New Delhi: The pathetic conditions of medical care in Bihar got exposed again. During the hearing of a case, the Supreme Court pulled up the Bihar government for allowing unqualified persons to discharge their duties as pharmacists in many government run hospitals.
A bench of the apex court, comprising Justices MR Shah and MM Sundresh, while hearing a petition, observed that it was fraught with peril by vesting untrained personnel with the responsibility of medicine distribution-related work.
Justice Shah categorically told the state government to ensure that ‘not a single hospital in the entire state’ distributed medicines without the help of registered pharmacists. “If an untrained person administers the wrong medicine or the wrong doses of a medicine, and this results in something serious happening, who will be responsible?” the judge asked with dejection at the state health department’s approach.
He further said that the court would not permit the state government to play with the lives of its citizens.

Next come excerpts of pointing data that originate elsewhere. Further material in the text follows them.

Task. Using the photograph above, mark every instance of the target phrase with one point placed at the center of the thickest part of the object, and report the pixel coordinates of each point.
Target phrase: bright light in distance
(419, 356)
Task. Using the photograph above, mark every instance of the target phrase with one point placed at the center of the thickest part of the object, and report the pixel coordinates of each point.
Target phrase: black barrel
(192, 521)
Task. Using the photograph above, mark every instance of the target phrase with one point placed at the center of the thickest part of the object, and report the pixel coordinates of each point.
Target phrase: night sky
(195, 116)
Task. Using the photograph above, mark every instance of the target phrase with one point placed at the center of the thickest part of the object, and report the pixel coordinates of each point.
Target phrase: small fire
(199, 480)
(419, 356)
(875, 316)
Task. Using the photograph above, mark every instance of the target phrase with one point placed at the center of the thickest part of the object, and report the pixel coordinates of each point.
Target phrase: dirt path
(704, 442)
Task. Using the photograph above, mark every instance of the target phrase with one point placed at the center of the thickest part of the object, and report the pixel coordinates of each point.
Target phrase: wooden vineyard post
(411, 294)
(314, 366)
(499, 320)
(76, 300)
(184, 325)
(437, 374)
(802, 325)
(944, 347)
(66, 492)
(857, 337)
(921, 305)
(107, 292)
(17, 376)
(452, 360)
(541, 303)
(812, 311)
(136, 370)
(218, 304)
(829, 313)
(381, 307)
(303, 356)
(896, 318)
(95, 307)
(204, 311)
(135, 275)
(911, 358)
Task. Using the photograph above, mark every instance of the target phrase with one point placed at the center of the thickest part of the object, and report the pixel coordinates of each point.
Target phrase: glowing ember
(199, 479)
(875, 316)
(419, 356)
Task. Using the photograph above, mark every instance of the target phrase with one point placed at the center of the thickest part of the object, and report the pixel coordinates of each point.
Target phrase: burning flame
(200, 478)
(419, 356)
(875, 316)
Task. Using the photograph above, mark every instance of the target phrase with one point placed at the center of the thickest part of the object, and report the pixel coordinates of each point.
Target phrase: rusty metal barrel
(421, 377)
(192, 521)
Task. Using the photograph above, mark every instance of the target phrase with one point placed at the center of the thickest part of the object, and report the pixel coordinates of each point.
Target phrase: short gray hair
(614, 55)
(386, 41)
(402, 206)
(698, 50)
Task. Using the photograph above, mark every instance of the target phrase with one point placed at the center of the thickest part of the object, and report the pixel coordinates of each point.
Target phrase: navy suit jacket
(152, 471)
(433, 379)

The bench did not look impressed by the counsel of the Bihar government’s plea that it would would take appropriate action as per the law against the erring personnel. Justice Shah noted, “Where there is poverty and lack of education, you cannot afford to wait till a complaint is filed. Even more so, in a state like Bihar. You don’t understand the seriousness of this matter. This is not just a question of fake pharmacists, but also fake doctors. You will find a number of fake doctors and fake compounders in the state,” the judge observed.
He further said, “The poor, uneducated people have to go to them (fake doctors and compounders) for treatment. The condition of hospitals in Bihar is the worst. And you are saying you will wait till complaints are lodged. The inaction of the state government till the receipt of a complaint is ‘not permissible’,” the judge said, explaining that it was their duty to investigate the worrying trend.
The state government counsel sought to shift the blame on the Bihar State Pharmacy Council, claiming that it has been rendered defunct after it went in the poll mode since years. “The council is responsible for maintaining the registers and enrolling pharmacists. It is the responsible body which is supposed to take action,” the counsel submitted.
Justice Shah countered the argument wondering, “Does that mean the state government is absolved of responsibility? They will permit anyone to distribute medicines in the government or semi-government hospitals?”
The counsel for the petitioner also added that under Section 45 of the Pharmacy Act, 1948, the state government was required to constitute an enquiry on finding irregularities or instances of non-compliance with the provisions of the Act.